NYSE's $2 Trillion ETF Business Sees Heightened Competition

  • A record 23 exchange-traded funds left NYSE Arca in 2015
  • BlackRock is watching closely following wild Aug. 24 session

NYSE Group Inc. may still be the king of exchange-traded funds among U.S. stock markets, but challengers to the throne are gaining ground.

Last year, a record 23 ETFs left the company’s NYSE Arca exchange, shifting their listing to rival markets, according to data compiled by Bloomberg. BlackRock Inc., the world’s largest asset manager, this month said it was diversifying by moving 11 iShares ETFs away from NYSE Arca, the first time it’s yanked funds from the exchange.

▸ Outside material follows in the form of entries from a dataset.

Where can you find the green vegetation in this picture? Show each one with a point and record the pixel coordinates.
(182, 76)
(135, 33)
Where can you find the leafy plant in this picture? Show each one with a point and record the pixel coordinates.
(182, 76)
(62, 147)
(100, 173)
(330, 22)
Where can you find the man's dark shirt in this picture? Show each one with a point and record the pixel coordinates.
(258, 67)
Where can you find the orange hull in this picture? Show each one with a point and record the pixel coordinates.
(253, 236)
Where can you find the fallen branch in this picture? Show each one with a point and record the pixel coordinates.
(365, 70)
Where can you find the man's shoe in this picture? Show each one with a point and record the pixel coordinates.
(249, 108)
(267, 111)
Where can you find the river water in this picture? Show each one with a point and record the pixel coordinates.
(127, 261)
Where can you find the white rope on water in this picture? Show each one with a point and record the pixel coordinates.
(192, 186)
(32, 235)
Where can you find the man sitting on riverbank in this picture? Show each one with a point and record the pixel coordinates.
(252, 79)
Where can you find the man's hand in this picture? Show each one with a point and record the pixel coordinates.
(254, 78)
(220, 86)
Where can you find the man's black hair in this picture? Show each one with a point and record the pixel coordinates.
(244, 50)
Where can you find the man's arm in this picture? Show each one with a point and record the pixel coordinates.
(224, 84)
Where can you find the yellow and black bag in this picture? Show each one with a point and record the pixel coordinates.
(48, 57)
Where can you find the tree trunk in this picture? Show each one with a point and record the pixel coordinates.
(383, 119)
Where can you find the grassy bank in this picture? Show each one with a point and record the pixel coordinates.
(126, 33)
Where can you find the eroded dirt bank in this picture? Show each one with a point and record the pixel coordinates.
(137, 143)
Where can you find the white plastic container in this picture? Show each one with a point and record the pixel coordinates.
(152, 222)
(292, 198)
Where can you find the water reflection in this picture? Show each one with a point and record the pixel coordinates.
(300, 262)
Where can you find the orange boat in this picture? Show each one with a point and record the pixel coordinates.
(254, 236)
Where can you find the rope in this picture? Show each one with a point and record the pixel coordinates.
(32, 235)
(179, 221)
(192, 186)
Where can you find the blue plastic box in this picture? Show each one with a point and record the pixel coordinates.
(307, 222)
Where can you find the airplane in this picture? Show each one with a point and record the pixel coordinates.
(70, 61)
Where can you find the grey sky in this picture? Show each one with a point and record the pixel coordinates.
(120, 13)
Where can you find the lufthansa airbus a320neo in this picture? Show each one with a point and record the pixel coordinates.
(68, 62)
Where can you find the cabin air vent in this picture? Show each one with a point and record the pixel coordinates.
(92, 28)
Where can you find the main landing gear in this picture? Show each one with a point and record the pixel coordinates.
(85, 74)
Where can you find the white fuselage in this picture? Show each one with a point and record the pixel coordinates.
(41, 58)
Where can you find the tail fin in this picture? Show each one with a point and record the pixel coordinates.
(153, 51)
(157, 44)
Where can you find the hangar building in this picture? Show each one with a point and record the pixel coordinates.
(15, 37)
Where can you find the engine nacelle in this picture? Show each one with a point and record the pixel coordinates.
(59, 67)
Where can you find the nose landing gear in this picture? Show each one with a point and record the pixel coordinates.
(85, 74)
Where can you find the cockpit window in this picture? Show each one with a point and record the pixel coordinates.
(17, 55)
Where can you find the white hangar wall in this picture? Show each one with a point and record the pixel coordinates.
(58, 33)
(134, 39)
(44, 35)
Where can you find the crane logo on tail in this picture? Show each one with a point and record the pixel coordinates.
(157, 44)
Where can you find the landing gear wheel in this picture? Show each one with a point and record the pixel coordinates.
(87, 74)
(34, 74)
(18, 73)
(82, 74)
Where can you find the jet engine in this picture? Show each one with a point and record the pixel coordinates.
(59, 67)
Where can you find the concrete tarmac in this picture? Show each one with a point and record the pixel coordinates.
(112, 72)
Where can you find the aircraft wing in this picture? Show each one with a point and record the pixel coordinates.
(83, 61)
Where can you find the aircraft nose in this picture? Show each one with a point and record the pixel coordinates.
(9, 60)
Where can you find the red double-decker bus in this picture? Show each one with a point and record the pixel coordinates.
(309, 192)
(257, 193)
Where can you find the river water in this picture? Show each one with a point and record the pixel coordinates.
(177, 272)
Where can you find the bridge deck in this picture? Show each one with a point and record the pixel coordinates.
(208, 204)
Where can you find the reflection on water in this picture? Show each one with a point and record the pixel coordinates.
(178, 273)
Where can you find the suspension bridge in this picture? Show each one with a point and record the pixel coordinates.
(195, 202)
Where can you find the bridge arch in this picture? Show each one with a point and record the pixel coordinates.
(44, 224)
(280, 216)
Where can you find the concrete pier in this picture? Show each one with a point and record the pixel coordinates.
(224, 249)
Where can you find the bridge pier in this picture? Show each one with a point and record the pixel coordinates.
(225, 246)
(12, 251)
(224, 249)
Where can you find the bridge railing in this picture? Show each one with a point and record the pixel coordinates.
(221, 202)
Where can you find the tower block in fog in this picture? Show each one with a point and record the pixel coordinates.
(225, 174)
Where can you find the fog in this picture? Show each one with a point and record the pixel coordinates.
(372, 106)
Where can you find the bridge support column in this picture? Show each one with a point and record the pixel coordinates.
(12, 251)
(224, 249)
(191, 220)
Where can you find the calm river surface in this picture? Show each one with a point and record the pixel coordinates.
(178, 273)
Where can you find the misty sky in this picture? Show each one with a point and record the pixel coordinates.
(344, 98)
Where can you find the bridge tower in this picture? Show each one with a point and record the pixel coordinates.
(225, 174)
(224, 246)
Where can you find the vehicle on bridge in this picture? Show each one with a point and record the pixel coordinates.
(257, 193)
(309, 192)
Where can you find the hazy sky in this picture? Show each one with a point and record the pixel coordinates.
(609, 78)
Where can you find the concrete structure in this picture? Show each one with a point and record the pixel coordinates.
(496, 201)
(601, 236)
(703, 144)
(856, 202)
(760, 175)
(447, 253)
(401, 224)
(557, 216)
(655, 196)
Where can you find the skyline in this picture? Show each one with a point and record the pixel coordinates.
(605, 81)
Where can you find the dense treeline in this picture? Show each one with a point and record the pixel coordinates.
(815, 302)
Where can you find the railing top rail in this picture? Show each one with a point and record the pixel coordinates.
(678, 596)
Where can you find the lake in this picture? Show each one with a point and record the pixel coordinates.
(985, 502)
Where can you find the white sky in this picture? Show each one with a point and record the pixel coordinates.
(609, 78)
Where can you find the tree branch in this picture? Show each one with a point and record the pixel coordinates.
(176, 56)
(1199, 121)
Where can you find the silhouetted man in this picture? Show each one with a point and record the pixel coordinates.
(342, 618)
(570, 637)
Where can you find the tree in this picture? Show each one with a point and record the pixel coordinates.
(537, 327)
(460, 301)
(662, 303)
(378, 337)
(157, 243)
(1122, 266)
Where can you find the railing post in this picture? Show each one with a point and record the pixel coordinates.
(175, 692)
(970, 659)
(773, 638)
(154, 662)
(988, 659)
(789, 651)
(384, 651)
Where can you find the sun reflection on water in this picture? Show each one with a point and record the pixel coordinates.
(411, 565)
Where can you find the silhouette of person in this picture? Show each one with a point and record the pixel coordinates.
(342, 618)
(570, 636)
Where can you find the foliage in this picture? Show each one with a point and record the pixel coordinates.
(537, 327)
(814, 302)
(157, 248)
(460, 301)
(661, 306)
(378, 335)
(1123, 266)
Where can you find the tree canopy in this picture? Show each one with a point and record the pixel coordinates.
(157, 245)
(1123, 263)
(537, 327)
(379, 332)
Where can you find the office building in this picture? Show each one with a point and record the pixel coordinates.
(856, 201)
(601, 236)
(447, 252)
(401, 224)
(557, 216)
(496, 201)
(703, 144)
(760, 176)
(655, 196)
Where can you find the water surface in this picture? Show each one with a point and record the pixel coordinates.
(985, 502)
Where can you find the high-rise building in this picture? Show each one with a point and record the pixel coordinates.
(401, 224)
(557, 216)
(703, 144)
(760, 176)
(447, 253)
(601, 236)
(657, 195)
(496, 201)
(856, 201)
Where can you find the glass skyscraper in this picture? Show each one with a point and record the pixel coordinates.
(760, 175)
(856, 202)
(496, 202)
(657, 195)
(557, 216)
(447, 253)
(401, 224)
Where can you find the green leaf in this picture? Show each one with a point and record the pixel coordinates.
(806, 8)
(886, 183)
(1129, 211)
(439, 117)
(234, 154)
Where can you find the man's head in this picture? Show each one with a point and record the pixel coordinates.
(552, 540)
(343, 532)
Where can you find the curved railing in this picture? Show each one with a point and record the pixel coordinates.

While the vast majority of ETFs still list at NYSE Arca -- its funds amount to about 94 percent of the total market value of all U.S. ETFs -- other exchanges are making inroads as investors increasingly use the products. Bats Global Markets Inc. handles about a quarter of U.S. ETF trading, more than any other exchange operator, and Bats has listed 10 funds this year, versus one at NYSE Arca and one at Nasdaq Inc.

“The growth in ETFs in terms of assets and trading volume has obviously caught the attention of exchanges looking to build their listing businesses,” said Eric Balchunas, a Bloomberg Intelligence analyst.

The market value of all U.S. ETFs totaled $2.1 trillion at the end of 2015, compared with $777.6 billion at the end of 2009, according to data compiled by Bloomberg.

Among the ETFs BlackRock will relocate are the $13.9 billion iShares MSCI Eurozone ETF and the $8.1 billion iShares 20+ Year Treasury Bond ETF. “A big issuer and a big ticker moving over, that’s really helpful for these exchanges to build their credibility and make other issuers feel comfortable,” Balchunas added. “Having a few of those studs can go a long way.”

The wild trading session in the U.S. stock market on Aug. 24 has drawn attention to ETFs, and may factor into listing decisions. The U.S. Securities and Exchange Commission said trading rules on NYSE Arca exacerbated volatility that day. In its 88-page analysis of Aug. 24, the SEC pointed out that NYSE Arca’s allowable price bands limited how quickly ETF prices could recover after trading halts. The bands, which NYSE Arca later proposed to widen, may have caused additional delays by limiting faster price adjustments, the regulator said. BlackRock expressed its support for NYSE Arca’s rule change in a letter to the SEC.

“Aug. 24 was a powerful case study in the important role exchanges play in the trading experience of investors,” Samara Cohen, BlackRock’s U.S. head of iShares Capital Markets, said in a phone interview. “How the exchanges integrate their learnings from Aug. 24 and use it to improve market structure will be a key driver of our listing strategy going forward.”

NYSE Group, which also owns the New York Stock Exchange, has the biggest fund: the $170 billion SPDR S&P 500 ETF Trust, which it won through the 2008 purchase of the American Stock Exchange. It lists more than $2 trillion worth of funds, according to NYSE.

The products that left NYSE Arca last year represent less than 0.1 percent of the market value of U.S. ETFs, said Sara Cohen, a spokeswoman for NYSE Group, a unit of Intercontinental Exchange Inc. The exchange also added 221 new ETP listings in 2015, she said. Of the 23 transfers away from NYSE Arca in 2015, 18 occurred because the issuer changed their product’s benchmark to a Nasdaq index.

Bats has been edging into ETF listings by paying issuers to use its platform. The company launched the Bats ETF Marketplace last year, charging no listing fees to issuers and offering to pay them up to $400,000 per year for their listings, based on average daily volume. The exchange also poached Laura Morrison, an executive from NYSE’s ETF division, in April.